Phylloscopus collybita Chiffchaff
Location: East putting green, Stanley Park, Blackpool.
Conditions: Light cloud, mild, calm. Mid evening.
Photograph quality: 2.

Comments: This bird made no sound, but let me get very close. I was using a subpar lens combination (the 200mm f/2.8 + 2x extender), but the photographs are of reasonable quality thanks to the tameness of the bird. It is not a willow warbler (very similar-looking), as none have been sighted here yet, and its pale eye ring, less distinct supercilium, and dark legs fit with a chiffchaff.

Bird project 12 - Goldcrest

Sometimes prevarication pays off. Intending to go out somewhere today, to look for new species, I decided to have one last coffee, and took my camera into the kitchen to photograph a male sparrow that has been advertising his nest site loudly on next door's roof. But I saw a movement in the brambles that grow between our gardens. I first thought it was a butterfly, then a bluetit, but it was far more exciting.

Regulus regulus Goldcrest
Location: My back garden, Blackpool.
Conditions: Mild, light cloud, some sunshine. Light wind.
Photograph quality: 3.

Comments: Only the third goldcrest I've ever seen, and the second in my garden (the first was half a lifetime ago, however). These birds are common, but hard to photograph, as they stay in thick shrubbery and undergrowth, and rarely stay still. They are the smallest British bird, dwarfed even by bluetits, so the camera wasn't totally happy trying to autofocus. However, the shots are good enough to identify the species, and I think the sex - no orange on the head stripe suggests an adult female. I spent a couple of minutes enraptured, watching it work through the garden, then it flew away.
A really special experience.

Photographs taken with a 200mm lens + 2x extender (400mm), through the kitchen window.

Wednesday, 10 April 2013

Bird project 11 - Razorbill

A lot of summer migrants have just started returning. It's been an odd spring, as everyone here will know, but the strange weather has meant (in addition to delaying blossom, and causing high mortality in some species) that winter visitors have been grounded here (like waxwings), and their replacements have been delayed. Still, the first chiffchaffs, sand martins, and terns have made it back to my area in the last week, so I wanted to see them.
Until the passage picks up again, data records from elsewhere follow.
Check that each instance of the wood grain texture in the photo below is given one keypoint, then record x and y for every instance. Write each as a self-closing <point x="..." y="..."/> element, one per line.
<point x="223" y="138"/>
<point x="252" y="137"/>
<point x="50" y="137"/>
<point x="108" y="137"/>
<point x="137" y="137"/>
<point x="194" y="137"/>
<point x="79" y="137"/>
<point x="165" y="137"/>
I went down to the sea front to search for sandwich terns a week or so ago, but saw nothing but a very distant flock of scoters. Today I searched from a different point (Starr Gate, rather than Central Pier), but it was terrible seeing - very hazy, almost misty, so the sea surface was a sheet of grey. I was disheartened, but in fact the calm waters and maybe the cover meant quite a few birds were visible (or perhaps it's always like that down there). Despite the very poor visibility, I could identify most birds I saw, including a lone great crested grebe.

Alca torda Razorbill
Location: Sea surface, <200 metres off Starr Gate, southern Blackpool.
Conditions: Mild, bright but mostly cloudy, very calm, very hazy; 1-2 hours after high tide.
Photograph quality: 3.

Comments: I have seen many local reports of true seabirds over the past few months, but never seen much of them myself. Birdwatchers' spotting scopes are much more powerful than even my super telephoto combination, and it's easier to ID by eye than get a usable photograph. However, sometimes they come close to shore, and despite the terrible air quality today, these shots are clearly of razorbills. It's strange to think such an exotic species - that makes me think of remote islands and steep cliffs - swim so close to populated areas.